Au moment où les opérations d'évacuation vont cesser, les talibans stigmatisent ceux qui tentent de fuir pour sauver leur vie : nos efforts doivent donc redoubler pour que les pays européens, et d'abord le nôtre, respectent pleinement le droit d'asile et mettent en place les voies légalisées et sécurisées indispensables à leur venue dans des conditions décentes. En 20 ans, ce sont 2,6 millions d'Afghans qui ont quitté le pays, pour l'essentiel en Iran, en Turquie ou en Asie centrale ; ils sont 35 000 en France, c'est incomparable.
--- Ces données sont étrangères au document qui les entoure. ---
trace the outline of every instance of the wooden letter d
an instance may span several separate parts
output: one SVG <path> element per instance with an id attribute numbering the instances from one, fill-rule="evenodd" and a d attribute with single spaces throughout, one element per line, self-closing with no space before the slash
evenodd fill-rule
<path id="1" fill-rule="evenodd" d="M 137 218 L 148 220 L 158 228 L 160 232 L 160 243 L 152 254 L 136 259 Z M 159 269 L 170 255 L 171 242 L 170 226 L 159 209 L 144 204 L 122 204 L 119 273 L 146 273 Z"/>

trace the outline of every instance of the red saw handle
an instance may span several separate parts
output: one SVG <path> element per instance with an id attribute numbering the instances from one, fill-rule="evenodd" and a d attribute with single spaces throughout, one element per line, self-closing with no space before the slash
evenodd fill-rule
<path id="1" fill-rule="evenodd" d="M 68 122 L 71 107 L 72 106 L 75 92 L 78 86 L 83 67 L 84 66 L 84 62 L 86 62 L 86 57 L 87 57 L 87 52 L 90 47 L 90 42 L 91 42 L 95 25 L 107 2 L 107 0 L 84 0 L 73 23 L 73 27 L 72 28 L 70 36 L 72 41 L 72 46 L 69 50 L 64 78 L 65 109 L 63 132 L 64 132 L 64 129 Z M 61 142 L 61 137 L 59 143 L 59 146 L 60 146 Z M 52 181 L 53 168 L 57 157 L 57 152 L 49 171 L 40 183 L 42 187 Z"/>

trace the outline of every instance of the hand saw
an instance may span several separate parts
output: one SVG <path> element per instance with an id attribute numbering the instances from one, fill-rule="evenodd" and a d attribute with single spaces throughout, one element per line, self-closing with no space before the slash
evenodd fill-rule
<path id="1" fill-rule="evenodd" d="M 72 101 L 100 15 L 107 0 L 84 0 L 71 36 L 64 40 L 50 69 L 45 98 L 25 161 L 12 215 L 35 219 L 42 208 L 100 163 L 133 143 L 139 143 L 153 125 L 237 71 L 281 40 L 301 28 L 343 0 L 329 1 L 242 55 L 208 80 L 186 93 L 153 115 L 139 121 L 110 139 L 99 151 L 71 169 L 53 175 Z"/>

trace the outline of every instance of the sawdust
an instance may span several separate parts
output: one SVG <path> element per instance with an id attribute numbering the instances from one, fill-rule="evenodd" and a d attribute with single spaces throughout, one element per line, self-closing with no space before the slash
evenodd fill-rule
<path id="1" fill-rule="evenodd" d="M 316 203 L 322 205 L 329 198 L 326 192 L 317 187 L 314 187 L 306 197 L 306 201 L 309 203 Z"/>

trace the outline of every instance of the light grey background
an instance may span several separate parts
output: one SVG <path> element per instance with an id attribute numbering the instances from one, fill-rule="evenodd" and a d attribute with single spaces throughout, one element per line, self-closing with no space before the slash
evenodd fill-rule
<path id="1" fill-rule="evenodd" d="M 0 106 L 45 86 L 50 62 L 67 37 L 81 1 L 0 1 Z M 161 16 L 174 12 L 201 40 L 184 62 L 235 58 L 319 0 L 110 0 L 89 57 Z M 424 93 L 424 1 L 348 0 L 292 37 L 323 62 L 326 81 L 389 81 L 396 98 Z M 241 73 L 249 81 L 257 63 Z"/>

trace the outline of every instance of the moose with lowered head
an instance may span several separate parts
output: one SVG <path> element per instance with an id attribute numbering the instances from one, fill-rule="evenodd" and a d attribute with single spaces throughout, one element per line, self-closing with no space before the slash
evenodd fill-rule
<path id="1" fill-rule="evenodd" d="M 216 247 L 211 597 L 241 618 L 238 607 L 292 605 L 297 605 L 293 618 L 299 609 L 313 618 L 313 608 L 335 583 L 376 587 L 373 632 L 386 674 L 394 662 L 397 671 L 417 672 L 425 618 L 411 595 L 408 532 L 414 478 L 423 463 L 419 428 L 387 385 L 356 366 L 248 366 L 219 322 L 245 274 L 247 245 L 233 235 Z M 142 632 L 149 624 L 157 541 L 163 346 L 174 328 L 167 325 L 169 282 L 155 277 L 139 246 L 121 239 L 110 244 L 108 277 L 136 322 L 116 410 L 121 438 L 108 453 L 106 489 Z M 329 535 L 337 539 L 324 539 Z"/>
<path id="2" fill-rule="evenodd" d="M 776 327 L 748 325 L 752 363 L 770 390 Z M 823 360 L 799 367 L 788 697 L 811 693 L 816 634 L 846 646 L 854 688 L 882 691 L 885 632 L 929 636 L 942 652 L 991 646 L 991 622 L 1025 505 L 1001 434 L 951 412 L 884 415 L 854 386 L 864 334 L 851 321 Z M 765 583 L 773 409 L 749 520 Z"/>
Ce qui se déroule en ce moment sous nos yeux, dans ce pays « d'une grande complexité ethnique, sociale, religieuse » (selon la formule de Karim Pakzad) et politique, est le résultat non du machiavélisme légendaire nord-américain mais d'une grave erreur politique qui s'ajoute à celle qu'a constitué sa stratégie politique, militaire et économique calamiteuse. En négociant avec les talibans, les USA actaient leur retour futur au pouvoir ; dès lors, les conditions de ce retour et son moment devinrent secondaires pour une nouvelle Administration pressée d'afficher, aux yeux de sa propre opinion publique, la réalisation d'une promesse de désengagement militaire complet faite par le président Obama dont Joe Biden était le vice-président. A l'inverse – et sans jamais prétendre, de près ou de loin, « prendre la relève des Américains », d'ailleurs le refus de Vladimir Poutine d'évacuer et d'accueillir des réfugiés afghans en témoigne ces jours-ci – , les diplomaties chinoise et russe sont depuis plusieurs années très actives afin d'anticiper les différents cas de figure des conséquences d'un départ américain, à commencer par celui du retour des talibans, qui constituaient en fait la seule opposition au régime mis en place à Kaboul par les occupants ; leur préoccupation étant le rétablissement d'une stabilité en Afghanistan qui bénéficie à l'ensemble de l'Asie centrale.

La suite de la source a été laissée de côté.